Cora is fierce, determined and headstrong and the restlessness and need to search for something drives her on. Yet at times, I found she put herself in dangerous situations unnecessarily and there was also a naivety about her. She didn’t often think of the bigger picture before she acted and as she becomes involved in the Resistance movement and although I applauded her for this I found her to be quite careless when others were trying to keep her safe whilst continuing their work. Karl, the German soldier who took over Iris’ apartment, becomes a dominant feature in Cora’s strand of the story and she is determined to avenge what he has done. She has a hatred for him that fuels her as the things take a very dramatic turn and she must flee from the city which she loved. She can’t bare to leave Iris behind not knowing whether she is alive or dead but her own life she has to put first.

Running alongside the exploits of Cora in France are chapters from Evie’s viewpoint back in America. She is distraught when she learns that Cora has gone missing on the day the Germans invaded the city. She feels helpless that she is so many miles away across the ocean unable to do anything but wander the coastline hoping and wish that things will turn out ok. I found at times going back to Evie disrupted the flow of the story when things were really getting going from Cora’s viewpoint. I understand they were there to show the connection between mother and adopted daughter and the love they had for each other and that Evie was desperate to know that someone who meant the world to her could not possibly be gone forever.

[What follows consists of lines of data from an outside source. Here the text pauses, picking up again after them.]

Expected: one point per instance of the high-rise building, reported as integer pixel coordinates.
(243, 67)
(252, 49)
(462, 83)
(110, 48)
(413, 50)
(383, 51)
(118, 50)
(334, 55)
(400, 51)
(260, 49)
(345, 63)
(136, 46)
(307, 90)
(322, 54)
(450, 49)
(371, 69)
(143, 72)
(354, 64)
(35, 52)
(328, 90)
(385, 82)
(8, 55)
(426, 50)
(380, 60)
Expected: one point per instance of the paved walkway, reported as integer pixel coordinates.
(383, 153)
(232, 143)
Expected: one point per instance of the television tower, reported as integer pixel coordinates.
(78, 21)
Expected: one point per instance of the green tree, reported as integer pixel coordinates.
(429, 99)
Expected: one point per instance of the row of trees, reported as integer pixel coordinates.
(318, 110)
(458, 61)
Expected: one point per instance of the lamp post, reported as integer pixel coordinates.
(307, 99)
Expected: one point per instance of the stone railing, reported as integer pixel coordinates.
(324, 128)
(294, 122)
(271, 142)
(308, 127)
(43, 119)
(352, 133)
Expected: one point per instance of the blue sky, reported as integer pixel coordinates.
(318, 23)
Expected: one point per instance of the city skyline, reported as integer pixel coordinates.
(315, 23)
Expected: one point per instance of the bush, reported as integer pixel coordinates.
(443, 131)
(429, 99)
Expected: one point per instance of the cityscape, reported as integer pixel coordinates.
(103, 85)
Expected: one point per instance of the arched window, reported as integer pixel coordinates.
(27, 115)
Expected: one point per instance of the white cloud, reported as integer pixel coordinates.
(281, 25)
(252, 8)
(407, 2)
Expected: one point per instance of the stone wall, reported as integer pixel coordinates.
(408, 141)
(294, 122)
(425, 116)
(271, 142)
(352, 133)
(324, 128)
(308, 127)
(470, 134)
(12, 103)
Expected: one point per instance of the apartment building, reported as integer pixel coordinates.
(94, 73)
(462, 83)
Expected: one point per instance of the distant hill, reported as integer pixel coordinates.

There was a streak of anger in Evie too, that Cora didn’t heed the advice and get out of Paris before the Germans arrived. I think also in a way she was jealous that Cora could potentially discover news of her birth mother and that this would take her away from Evie. I felt the story would have worked perfectly without these chapters from Evie’s viewpoint but as I mentioned I do understand the reasoning for their inclusion.

The second half of the book was far stronger than the first and here is where I felt the story found its rhythm and true purpose. Cora swings from one disaster to another in her bid to evade Karl and make it to safety after an incident which turns everything on its head. I found the chapters from the midpoint to be much more taut than the earlier chapters. They were filled with information that drove the story on and there was less filler as I had found there to be quite a bit initially. Violence, inhumanity, danger, secrets and daring are all predominant features and you find yourself thinking with each turn of the page is this it for Cora? Has she taken things too far as she finds herself in numerous precarious situations? I found my reading speed picked up as I neared the final few chapters and I finally had become really invested in the outcome for Cora. The blurb mentions Max and to be honest I think the blurb needs to be rewritten in some parts because to me Max featured for such a short time and the blurb gives the impression it was for a good chunk of the book. For me, it was more about Cora getting to the safety of her end destination when all seemed lost as well as she hopefully discovering what happened to Iris.

The ending of the book was in my mind rushed and I would have loved some more exploration and again I was left with the feeling that there is room for another story. There are one or two burning questions surrounding Cora that I am desperate for answers to. I hope we will get these in the future. If not in a full-length book even a short story would suffice to satisfy my curiosity. Overall, The Last Letter from Paris, was a good read. It’s a story of daring and survival with some romance at a time when the word was falling apart and those existing in the most torrid of times did remarkable and amazing things when everything was firmly against them.